Can't apt ugrade: "pve-manager is not configured yet" and "Failed to start The Proxmox VE cluster filesystem"

sidoni

Member
Aug 22, 2020
7
0
6
47
Hi,
I cannot apt upgrade my Proxmox VE anymore:

apt update && apt upgrade
Hit:1 http://ftp.debian.org/debian bullseye InRelease
Hit:2 http://security.debian.org/debian-security bullseye-security InRelease
Hit:3 http://ftp.debian.org/debian bullseye-updates InRelease
Hit:4 http://download.proxmox.com/debian/pve bullseye InRelease
Hit:5 http://download.proxmox.com/debian bullseye InRelease
Reading package lists... Done
Building dependency tree... Done
Reading state information... Done
All packages are up to date.
Reading package lists... Done
Building dependency tree... Done
Reading state information... Done
Calculating upgrade... Done
The following packages were automatically installed and are no longer required:
libzpool4linux pve-kernel-5.11 pve-kernel-5.11.22-4-pve pve-kernel-5.11.22-7-pve pve-kernel-5.13.19-1-pve pve-kernel-5.4 pve-kernel-5.4.128-1-pve
Use 'apt autoremove' to remove them.
0 upgraded, 0 newly installed, 0 to remove and 0 not upgraded.
2 not fully installed or removed.
After this operation, 0 B of additional disk space will be used.
Do you want to continue? [Y/n] y
Setting up pve-manager (7.2-4) ...
Job for pvestatd.service failed because the control process exited with error code.
See "systemctl status pvestatd.service" and "journalctl -xe" for details.
dpkg: error processing package pve-manager (--configure):
installed pve-manager package post-installation script subprocess returned error exit status 1
dpkg: dependency problems prevent configuration of proxmox-ve:
proxmox-ve depends on pve-manager; however:
Package pve-manager is not configured yet.

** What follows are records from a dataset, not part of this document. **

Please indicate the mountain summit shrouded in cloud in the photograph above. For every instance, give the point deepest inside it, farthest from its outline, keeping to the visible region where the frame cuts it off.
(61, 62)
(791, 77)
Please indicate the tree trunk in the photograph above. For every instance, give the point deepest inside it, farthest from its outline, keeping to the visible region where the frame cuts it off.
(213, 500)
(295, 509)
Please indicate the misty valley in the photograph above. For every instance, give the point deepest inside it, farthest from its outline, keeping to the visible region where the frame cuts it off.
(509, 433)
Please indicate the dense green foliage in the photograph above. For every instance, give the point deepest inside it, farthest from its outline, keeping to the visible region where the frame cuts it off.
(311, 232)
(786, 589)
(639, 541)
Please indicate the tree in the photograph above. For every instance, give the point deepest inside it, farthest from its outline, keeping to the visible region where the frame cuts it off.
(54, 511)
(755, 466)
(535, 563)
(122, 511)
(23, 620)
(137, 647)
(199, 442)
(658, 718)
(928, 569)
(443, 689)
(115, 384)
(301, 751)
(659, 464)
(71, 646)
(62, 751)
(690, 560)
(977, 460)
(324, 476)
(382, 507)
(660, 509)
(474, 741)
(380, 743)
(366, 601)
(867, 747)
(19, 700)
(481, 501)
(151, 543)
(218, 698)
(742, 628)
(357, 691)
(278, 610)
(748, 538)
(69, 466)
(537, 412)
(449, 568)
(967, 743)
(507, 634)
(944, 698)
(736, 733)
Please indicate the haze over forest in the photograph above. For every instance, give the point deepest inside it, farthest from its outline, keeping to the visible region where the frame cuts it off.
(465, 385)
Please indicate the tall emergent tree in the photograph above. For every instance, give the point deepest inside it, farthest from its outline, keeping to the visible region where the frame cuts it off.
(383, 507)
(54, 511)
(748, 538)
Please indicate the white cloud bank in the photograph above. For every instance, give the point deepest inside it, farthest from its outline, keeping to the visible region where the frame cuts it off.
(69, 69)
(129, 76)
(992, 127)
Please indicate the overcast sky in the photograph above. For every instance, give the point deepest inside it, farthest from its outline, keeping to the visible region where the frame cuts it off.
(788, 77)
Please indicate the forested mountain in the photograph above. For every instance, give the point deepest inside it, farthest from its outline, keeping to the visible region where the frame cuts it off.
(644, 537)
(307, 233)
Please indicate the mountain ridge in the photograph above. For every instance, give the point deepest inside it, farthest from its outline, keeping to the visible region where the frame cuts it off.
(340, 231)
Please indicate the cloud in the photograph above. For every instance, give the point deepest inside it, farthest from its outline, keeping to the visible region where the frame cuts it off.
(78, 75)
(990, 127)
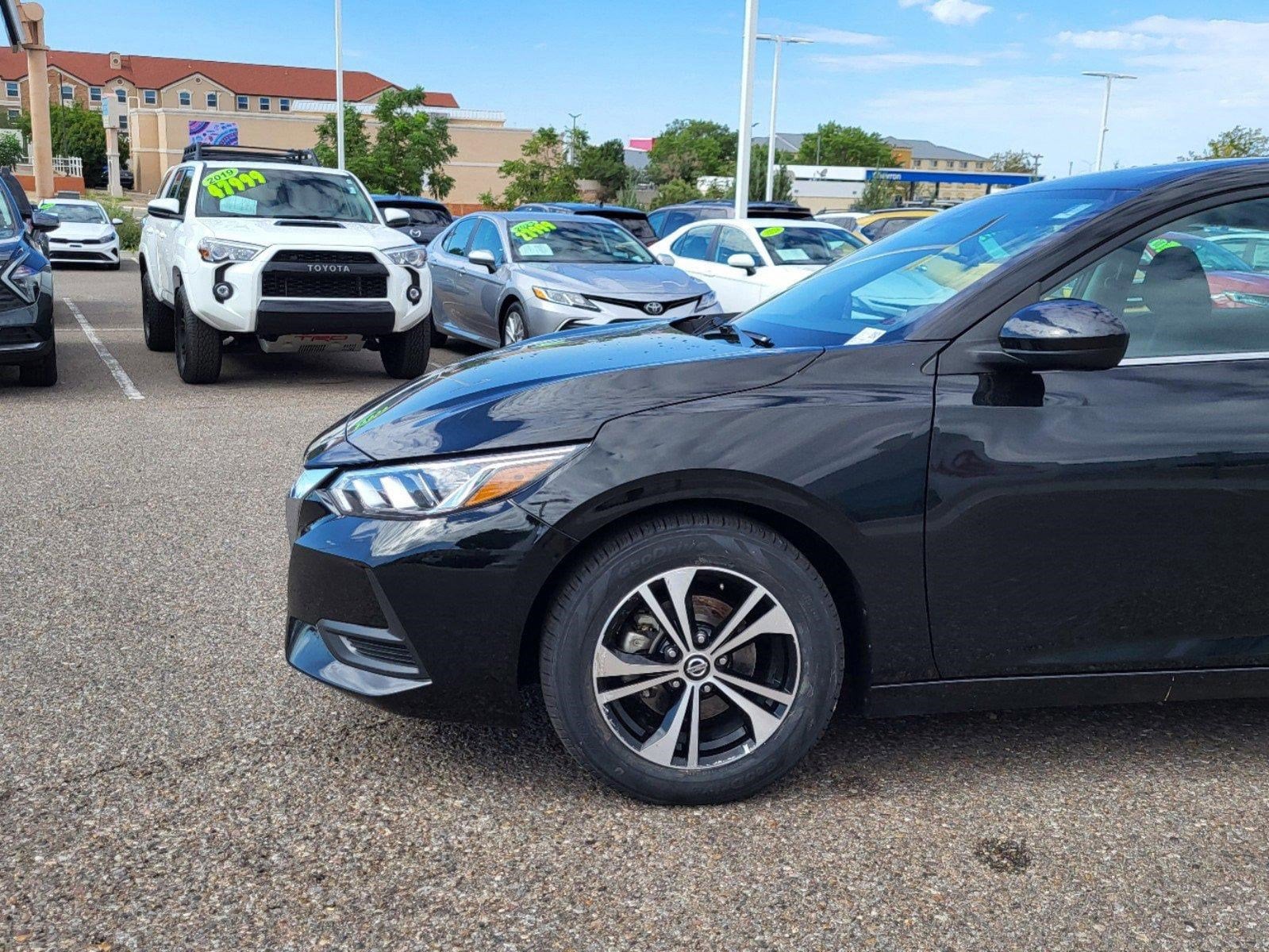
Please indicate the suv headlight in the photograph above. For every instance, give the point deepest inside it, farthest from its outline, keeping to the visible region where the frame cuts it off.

dpkg: error processing package proxmox-ve (--configure):
dependency problems - leaving unconfigured
Errors were encountered while processing:
pve-manager
proxmox-ve
E: Sub-process /usr/bin/dpkg returned an error code (1)
Here are some additional informations:
systemctl status pve-cluster.service
● pve-cluster.service - The Proxmox VE cluster filesystem
Loaded: loaded (/lib/systemd/system/pve-cluster.service; enabled; vendor preset: enabled)
Active: failed (Result: exit-code) since Fri 2022-06-10 12:09:16 CEST; 11min ago
Process: 200697 ExecStart=/usr/bin/pmxcfs (code=exited, status=255/EXCEPTION)
CPU: 42ms

Jun 10 12:09:16 pmcitbck systemd[1]: pve-cluster.service: Control process exited, code=exited, status=255/EXCEPTION
Jun 10 12:09:16 pmcitbck systemd[1]: pve-cluster.service: Failed with result 'exit-code'.
Jun 10 12:09:16 pmcitbck systemd[1]: Failed to start The Proxmox VE cluster filesystem.
Jun 10 12:09:16 pmcitbck systemd[1]: pve-cluster.service: Scheduled restart job, restart counter is at 5.
Jun 10 12:09:16 pmcitbck systemd[1]: Stopped The Proxmox VE cluster filesystem.
Jun 10 12:09:16 pmcitbck systemd[1]: pve-cluster.service: Start request repeated too quickly.
Jun 10 12:09:16 pmcitbck systemd[1]: pve-cluster.service: Failed with result 'exit-code'.
Jun 10 12:09:16 pmcitbck systemd[1]: Failed to start The Proxmox VE cluster filesystem.
cat /etc/hosts
127.0.0.1 localhost.localdomain localhost
192.168.10.240 pmbck.lan pmbck

# The following lines are desirable for IPv6 capable hosts

::1 ip6-localhost ip6-loopback
fe00::0 ip6-localnet
ff00::0 ip6-mcastprefix
ff02::1 ip6-allnodes
ff02::2 ip6-allrouters
ff02::3 ip6-allhosts
neofetch
root@pmbck
OS: Proxmox VE 7.2-4 x86_64
Host: ProLiant MicroServer
Kernel: 5.13.19-5-pve
Uptime: 2 days, 18 hours, 41 mins
Packages: 1102 (dpkg)
Shell: bash 5.1.4
CPU: AMD Turion II Neo N40L (2) @ 1.500GHz
GPU: AMD ATI Mobility Radeon HD 4225/4250
Memory: 1384MiB / 1945MiB
Could you please help me to fix this issue?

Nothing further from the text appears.